I took part in a really exciting workshop looking at the potential of conductive glass. This was run by Justin Marshall at Northumbria University and Jeffrey Sarmiento from the National Glass Centre in Sunderland (thank you both). As an exploratory workshop, we conducted a range of experiments looking at conductive materials suitable for embedding in the glass while considering varying firing temperatures and the effect on both the glass and the conductive elements themselves. Processes ranged from hand crafted metal filings and wire to a greater reliance on tools like the water jet cutter and sand blasted glass masked to create grooves for filling with conductive materials like graphite powder. A lot was learned about the choice of materials and the resulting visual effect, such as the reddening of copper when combined with other powders in the firing process.

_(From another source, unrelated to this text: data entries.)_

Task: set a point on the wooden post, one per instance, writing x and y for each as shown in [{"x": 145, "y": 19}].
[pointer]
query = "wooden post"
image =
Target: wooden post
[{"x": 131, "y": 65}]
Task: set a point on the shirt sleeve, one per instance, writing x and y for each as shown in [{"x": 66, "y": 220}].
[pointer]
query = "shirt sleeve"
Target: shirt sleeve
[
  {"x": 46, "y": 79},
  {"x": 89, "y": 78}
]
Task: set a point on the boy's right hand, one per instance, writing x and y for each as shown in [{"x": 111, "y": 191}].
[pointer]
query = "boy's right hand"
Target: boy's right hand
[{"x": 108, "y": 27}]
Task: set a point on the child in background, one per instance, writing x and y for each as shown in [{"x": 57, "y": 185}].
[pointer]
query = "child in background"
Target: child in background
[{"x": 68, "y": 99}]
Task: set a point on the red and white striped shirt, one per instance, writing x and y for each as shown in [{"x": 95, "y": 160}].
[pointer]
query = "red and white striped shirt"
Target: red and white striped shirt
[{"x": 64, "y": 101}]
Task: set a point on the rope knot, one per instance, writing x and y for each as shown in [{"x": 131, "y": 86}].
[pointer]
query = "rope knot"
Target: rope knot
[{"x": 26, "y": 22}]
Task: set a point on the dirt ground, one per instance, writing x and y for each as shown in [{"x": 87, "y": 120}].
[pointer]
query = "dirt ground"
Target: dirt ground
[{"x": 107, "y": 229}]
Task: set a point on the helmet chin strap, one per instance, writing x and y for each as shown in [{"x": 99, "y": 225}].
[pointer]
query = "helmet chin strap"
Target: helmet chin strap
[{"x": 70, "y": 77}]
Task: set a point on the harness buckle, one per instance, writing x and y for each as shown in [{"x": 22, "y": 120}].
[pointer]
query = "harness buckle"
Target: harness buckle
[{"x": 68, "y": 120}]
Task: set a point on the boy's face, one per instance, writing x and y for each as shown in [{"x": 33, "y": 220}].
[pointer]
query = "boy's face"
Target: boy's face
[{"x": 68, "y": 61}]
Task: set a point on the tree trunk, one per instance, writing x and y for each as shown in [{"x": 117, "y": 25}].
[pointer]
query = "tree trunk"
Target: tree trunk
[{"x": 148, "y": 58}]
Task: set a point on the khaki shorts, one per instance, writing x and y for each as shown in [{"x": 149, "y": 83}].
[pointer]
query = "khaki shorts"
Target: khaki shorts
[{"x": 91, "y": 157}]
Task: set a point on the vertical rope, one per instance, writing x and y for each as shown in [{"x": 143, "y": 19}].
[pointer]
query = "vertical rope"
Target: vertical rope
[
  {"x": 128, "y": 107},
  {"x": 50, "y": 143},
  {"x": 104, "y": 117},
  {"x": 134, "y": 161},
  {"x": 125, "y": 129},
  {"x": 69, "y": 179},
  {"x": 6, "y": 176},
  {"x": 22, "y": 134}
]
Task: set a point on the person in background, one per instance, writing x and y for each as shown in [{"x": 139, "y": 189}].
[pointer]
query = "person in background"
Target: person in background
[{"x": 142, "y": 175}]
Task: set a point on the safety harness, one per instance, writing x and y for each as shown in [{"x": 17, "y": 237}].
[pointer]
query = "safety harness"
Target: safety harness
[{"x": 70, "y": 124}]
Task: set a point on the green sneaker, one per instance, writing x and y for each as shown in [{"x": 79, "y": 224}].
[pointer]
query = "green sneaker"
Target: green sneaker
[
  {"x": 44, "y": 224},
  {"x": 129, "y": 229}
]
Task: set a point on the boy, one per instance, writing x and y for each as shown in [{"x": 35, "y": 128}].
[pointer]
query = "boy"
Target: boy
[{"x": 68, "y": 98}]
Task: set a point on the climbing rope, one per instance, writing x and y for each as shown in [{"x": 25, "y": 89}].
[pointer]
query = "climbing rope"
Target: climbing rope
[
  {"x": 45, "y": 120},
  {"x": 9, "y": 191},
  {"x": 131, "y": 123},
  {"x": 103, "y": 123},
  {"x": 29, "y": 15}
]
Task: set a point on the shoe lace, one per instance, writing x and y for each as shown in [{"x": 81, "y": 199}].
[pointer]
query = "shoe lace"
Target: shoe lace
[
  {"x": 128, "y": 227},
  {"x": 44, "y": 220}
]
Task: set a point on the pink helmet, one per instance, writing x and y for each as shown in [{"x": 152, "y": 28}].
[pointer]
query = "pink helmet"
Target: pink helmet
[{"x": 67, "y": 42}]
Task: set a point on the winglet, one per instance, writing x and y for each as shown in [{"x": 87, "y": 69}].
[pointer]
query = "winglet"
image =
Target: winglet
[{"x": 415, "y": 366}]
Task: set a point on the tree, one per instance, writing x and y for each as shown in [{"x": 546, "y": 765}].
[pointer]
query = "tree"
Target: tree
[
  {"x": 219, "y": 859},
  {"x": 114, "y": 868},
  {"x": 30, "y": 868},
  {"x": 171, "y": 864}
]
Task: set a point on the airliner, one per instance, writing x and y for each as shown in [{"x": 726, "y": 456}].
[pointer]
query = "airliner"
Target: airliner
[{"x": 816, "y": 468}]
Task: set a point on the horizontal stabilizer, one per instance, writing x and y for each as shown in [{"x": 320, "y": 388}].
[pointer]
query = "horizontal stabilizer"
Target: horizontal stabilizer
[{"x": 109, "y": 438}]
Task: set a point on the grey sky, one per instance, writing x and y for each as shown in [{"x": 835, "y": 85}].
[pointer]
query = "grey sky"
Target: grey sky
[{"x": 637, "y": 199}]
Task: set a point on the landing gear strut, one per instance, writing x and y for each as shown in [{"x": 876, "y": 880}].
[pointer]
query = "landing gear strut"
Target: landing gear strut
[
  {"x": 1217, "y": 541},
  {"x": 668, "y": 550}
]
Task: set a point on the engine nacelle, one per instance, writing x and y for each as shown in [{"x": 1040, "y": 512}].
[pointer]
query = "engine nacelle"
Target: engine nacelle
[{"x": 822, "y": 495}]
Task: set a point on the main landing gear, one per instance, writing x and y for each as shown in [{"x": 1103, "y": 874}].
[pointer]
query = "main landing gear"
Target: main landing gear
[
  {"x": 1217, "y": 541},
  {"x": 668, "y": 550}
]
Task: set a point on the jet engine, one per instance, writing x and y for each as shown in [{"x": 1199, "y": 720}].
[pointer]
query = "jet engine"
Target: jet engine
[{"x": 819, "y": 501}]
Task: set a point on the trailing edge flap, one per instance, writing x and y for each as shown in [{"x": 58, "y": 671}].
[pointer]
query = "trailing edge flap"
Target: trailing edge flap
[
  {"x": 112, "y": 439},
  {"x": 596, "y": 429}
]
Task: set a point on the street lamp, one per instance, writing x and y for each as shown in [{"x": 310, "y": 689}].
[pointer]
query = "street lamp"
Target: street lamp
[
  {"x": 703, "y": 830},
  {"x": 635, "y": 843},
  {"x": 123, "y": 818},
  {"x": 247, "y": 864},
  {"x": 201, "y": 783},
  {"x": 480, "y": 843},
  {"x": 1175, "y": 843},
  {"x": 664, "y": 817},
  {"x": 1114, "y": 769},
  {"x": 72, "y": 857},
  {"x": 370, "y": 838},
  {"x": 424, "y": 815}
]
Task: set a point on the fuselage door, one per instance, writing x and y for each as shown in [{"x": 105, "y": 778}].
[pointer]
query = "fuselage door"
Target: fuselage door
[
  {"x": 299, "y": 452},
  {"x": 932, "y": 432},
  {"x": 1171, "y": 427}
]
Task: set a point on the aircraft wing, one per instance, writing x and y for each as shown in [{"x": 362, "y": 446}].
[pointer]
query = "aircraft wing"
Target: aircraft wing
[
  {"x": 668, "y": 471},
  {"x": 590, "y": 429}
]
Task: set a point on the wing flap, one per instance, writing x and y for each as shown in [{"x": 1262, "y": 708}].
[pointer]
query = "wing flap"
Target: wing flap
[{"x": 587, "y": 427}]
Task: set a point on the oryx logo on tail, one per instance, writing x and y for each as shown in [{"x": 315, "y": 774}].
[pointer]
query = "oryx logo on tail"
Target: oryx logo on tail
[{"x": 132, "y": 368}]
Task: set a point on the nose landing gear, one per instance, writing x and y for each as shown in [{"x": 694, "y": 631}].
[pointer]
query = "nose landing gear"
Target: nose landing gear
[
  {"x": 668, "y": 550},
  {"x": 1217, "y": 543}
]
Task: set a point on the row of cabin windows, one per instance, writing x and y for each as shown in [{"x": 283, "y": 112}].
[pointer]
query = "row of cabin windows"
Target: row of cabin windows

Alongside supporting the workshop more generally, I was able to try a few experiments and create two simple conductive designs. A first design was a simple stroke sensor that was mirrored by the textured linear surface pattern and the second a rotation sensor with a glass slumped groove (using layered glass that is subsequently fired). Other experiments included the embedding of resistance wire to create heat on the surface of the glass depending on where the wire is placed and a matching temperature sensor create by combining copper with the resistive materials itself.
I intend on documenting more thoroughly my experiments and will continue to update my site as and when the work is disseminated.